Le gouvernement de la République démocratique du Congo (RDC) a retiré les accréditations des journalistes et les autorisations de reportages de la chaîne d'information qatarie Al Jazeera après un entretien avec l'un des dirigeants du groupe rebelle M23. «Pour apologie du terrorisme, nous avons décidé de retirer l’accréditation accordée aux journalistes d’Al Jazeera», a déclaré Patrick Muyaya, ministre de la Communication et des Médias et porte-parole du gouvernement, lors d’une conférence de presse le 9 janvier relayée par les médias.
Al Jazeera avait diffusé la veille une interview de Bertrand Bisimwa, un des chefs du mouvement rebelle M23. Dans cette interview, celui-ci avait revendiqué des avancées militaires sur le terrain et affirmé que le M23 menait une «guerre existentielle». L’entretien intervenait alors que la Mission des Nations unies en RDC (Monusco) avait condamné le 7 janvier «avec la plus grande fermeté» l’expansion territoriale menée par ces rebelles.
Le porte-parole du gouvernement congolais a jugé que l'interview de Bertrand Bisimwa par Al Jazeera équivalait à «une apologie du terrorisme» et était «totalement inacceptable», exhortant les journalistes à «ne pas donner la parole aux terroristes», ce qui constitue, selon lui, une ligne rouge.
Le ministre a également fustigé la chaîne pour ne pas avoir confié cet entretien à un membre de son équipe de journalistes mais à une «chercheuse militante» réputée «pro-rwandaise», ne détenant «ni accréditation, ni visa», qualifiant cet acte de «porte d'entrée à la manipulation et à l’intrusion».
Les médias français dans le collimateur
Récemment, le Conseil supérieur de l'audiovisuel et de la communication (CSAC), l'autorité de régulation de la RDC, a mis en garde la radio française RFI et les chaînes France 24 et TV5 Monde contre toute diffusion d’informations à même de désorienter la perception de la situation sécuritaire dans la province du Nord-Kivu, à l’est du pays.
«Je constate avec amertume que certains médias, comme RFI, TV5 Monde et France 24, relaient les prétendues avancées des terroristes tout en occultant les exploits des FARDC. Nous respectons la liberté d’expression et d’information, mais nous fustigeons fermement toute apologie du terrorisme», avait déclaré le président du Conseil, Christian Bosembe, cité par les médias locaux.
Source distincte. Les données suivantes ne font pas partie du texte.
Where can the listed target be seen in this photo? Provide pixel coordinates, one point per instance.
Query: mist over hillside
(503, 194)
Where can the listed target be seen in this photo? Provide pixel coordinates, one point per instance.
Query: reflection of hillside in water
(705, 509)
Lors d’une réunion du Conseil supérieur de la défense élargie le 8 janvier, le président Félix Tshisekedi a appelé les Congolais à faire confiance aux efforts du gouvernement pour faire face à l’expansion du M23. «Nos troupes ont repris l'initiative et, vous allez voir que dans les jours qui viennent, […] les pans du territoire qui sont occupés par les forces d'agression seront tous récupérés un par un», a déclaré de son côté le porte-parole du gouvernement, Patrick Muyaya.
Alors que l’armée de la RDC (FARDC) tente de contenir les rebelles, les efforts diplomatiques, tels que le processus de Luanda, peinent à produire des résultats concrets face à l'absence de coopération du Rwanda. Ce dernier, accusé de soutenir logistiquement et militairement le M23, a refusé de participer à une réunion tripartite le 15 décembre dernier, censée établir une feuille de route vers la paix.